As TV ad loads continue to creep upward, we need to ask ourselves as an industry whether it’s time to roll back the tide.
A Bubble Waiting to Burst
The body of evidence proving this trend is well-established. Take last year’s report by research firm MoffettNathanson, which said that networks averaged 12 minutes and 12 seconds of commercial time in the second quarter of 2019, up from 12 minutes a year prior. Twelve extra seconds representing a less than 2% increase might seem like a blip, but the longer-term trend line is unmistakable. GroupM’s 2018 State of Video report showed that TV ad loads were 11.2 minutes per hour in August of that year, up from 10.9 minutes per hour in August 2017. And a UBS analysis of Nielsen data in 2018 found that cable network ad loads were up 3% year over year on average.
I’d contend that the upward creep of ad loads is detrimental to every player in the TV value chain, including advertisers. An exasperating user experience isn’t a good showcase for any type of advertising, unless the creative is good enough to distract people from their annoyance at a lengthy commercial break—which, needless to say, is a high bar.
At the same time, traditional linear TV sellers have found themselves in a vicious circle. Rising ad loads have hastened the flight of viewers to ad-free streaming services, but the more viewers are lost, the greater the pressure is to increase commercial time to make up for part of the revenue shortfall.
To understand the place we’re in today, it’s useful to reflect on how we got here.
Looking Back to Move Forward
Going back four decades now, the TV industry limited the amount of advertising shown to viewers to 8½ minutes per hour, but it was forced to abandon this self-regulation in 1982. The Department of Justice objected to fixed amounts of advertising on the grounds that broadcast networks were controlling supply in order to drive up price. Commercial time started to expand, though it didn’t snowball overnight. First came infomercials, and then the cable TV industry arrived with lower unit pricing based on more commercials. From there, the broadcast networks coopted the idea of larger ad loads.

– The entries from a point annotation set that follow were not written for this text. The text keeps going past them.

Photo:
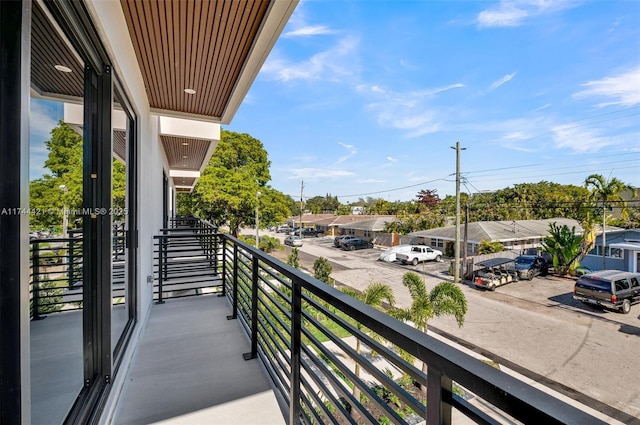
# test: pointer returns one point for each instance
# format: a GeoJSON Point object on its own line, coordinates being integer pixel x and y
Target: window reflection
{"type": "Point", "coordinates": [56, 190]}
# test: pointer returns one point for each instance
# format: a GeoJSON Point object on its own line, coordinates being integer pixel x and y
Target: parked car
{"type": "Point", "coordinates": [357, 243]}
{"type": "Point", "coordinates": [389, 255]}
{"type": "Point", "coordinates": [283, 229]}
{"type": "Point", "coordinates": [530, 266]}
{"type": "Point", "coordinates": [338, 240]}
{"type": "Point", "coordinates": [582, 270]}
{"type": "Point", "coordinates": [614, 289]}
{"type": "Point", "coordinates": [292, 240]}
{"type": "Point", "coordinates": [495, 272]}
{"type": "Point", "coordinates": [418, 254]}
{"type": "Point", "coordinates": [307, 232]}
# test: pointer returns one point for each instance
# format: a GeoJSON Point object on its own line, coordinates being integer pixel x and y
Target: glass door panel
{"type": "Point", "coordinates": [56, 194]}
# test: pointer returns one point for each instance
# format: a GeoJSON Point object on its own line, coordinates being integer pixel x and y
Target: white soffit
{"type": "Point", "coordinates": [192, 129]}
{"type": "Point", "coordinates": [184, 173]}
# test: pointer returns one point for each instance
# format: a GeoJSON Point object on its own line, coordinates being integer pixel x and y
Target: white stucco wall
{"type": "Point", "coordinates": [111, 26]}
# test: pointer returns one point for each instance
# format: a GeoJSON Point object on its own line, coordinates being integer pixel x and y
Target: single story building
{"type": "Point", "coordinates": [621, 251]}
{"type": "Point", "coordinates": [517, 235]}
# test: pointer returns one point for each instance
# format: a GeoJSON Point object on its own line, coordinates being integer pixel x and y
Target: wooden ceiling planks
{"type": "Point", "coordinates": [188, 44]}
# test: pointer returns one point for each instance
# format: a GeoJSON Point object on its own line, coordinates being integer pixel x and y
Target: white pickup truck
{"type": "Point", "coordinates": [418, 254]}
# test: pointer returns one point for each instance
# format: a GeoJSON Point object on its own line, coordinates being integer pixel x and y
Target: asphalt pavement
{"type": "Point", "coordinates": [532, 328]}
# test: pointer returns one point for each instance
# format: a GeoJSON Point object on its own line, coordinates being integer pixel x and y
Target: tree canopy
{"type": "Point", "coordinates": [234, 183]}
{"type": "Point", "coordinates": [62, 186]}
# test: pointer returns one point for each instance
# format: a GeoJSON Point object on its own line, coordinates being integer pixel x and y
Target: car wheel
{"type": "Point", "coordinates": [626, 307]}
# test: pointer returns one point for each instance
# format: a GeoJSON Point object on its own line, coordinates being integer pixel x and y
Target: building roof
{"type": "Point", "coordinates": [502, 231]}
{"type": "Point", "coordinates": [196, 59]}
{"type": "Point", "coordinates": [375, 224]}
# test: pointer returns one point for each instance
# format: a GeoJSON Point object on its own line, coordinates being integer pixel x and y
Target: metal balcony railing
{"type": "Point", "coordinates": [56, 272]}
{"type": "Point", "coordinates": [55, 281]}
{"type": "Point", "coordinates": [310, 337]}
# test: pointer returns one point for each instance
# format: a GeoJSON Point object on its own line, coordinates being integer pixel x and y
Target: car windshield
{"type": "Point", "coordinates": [524, 260]}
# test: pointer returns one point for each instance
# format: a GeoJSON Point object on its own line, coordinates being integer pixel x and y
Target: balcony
{"type": "Point", "coordinates": [236, 336]}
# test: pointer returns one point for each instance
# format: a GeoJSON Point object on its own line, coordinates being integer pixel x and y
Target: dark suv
{"type": "Point", "coordinates": [609, 288]}
{"type": "Point", "coordinates": [529, 266]}
{"type": "Point", "coordinates": [307, 232]}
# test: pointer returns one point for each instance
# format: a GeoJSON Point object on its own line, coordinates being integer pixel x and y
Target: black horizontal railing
{"type": "Point", "coordinates": [56, 272]}
{"type": "Point", "coordinates": [334, 359]}
{"type": "Point", "coordinates": [55, 281]}
{"type": "Point", "coordinates": [186, 258]}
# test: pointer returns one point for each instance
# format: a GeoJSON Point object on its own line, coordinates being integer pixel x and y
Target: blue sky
{"type": "Point", "coordinates": [366, 98]}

Meanwhile, technology evolved to help audiences contend with greater ad loads and, ultimately, skip advertising altogether. Digital video recording devices came along, allowing viewers to record and then replay programs while fast-forwarding through commercials. Then there was TiVo. Today, of course, we have a growing number of subscription-based VOD services, such as Netflix, HBO Max and Disney+, that offer unlimited viewing of ad-free TV and movies. As mentioned, the success of these services has contributed to rising ad loads by putting pressure on traditional TV sellers to find new revenue opportunities.
Perhaps the pendulum is finally starting to swing back. Early on in the pandemic, NBCUniversal’s ad sales chief Linda Yaccarino wrote in a blog post that the company would reduce commercial time across all of its networks to make way for more news and entertainment content. This isn’t the first time that an influential TV executive has promised lower ad loads, but it’s still an auspicious sign.
Instead of ramping up commercial time and hoping that viewers won’t mind enough to flee permanently to Netflix, sellers need to make yield optimization a strategic priority. This means leveraging data science and machine learning to deliver the right inventory at the right time and price to the right viewer, with the goal of increasing overall portfolio value. It’s fundamentally different than the business-as-usual approach of selling every tranche of inventory for the highest price it will fetch—or increasing ad load for that matter. It’s also much more sustainable.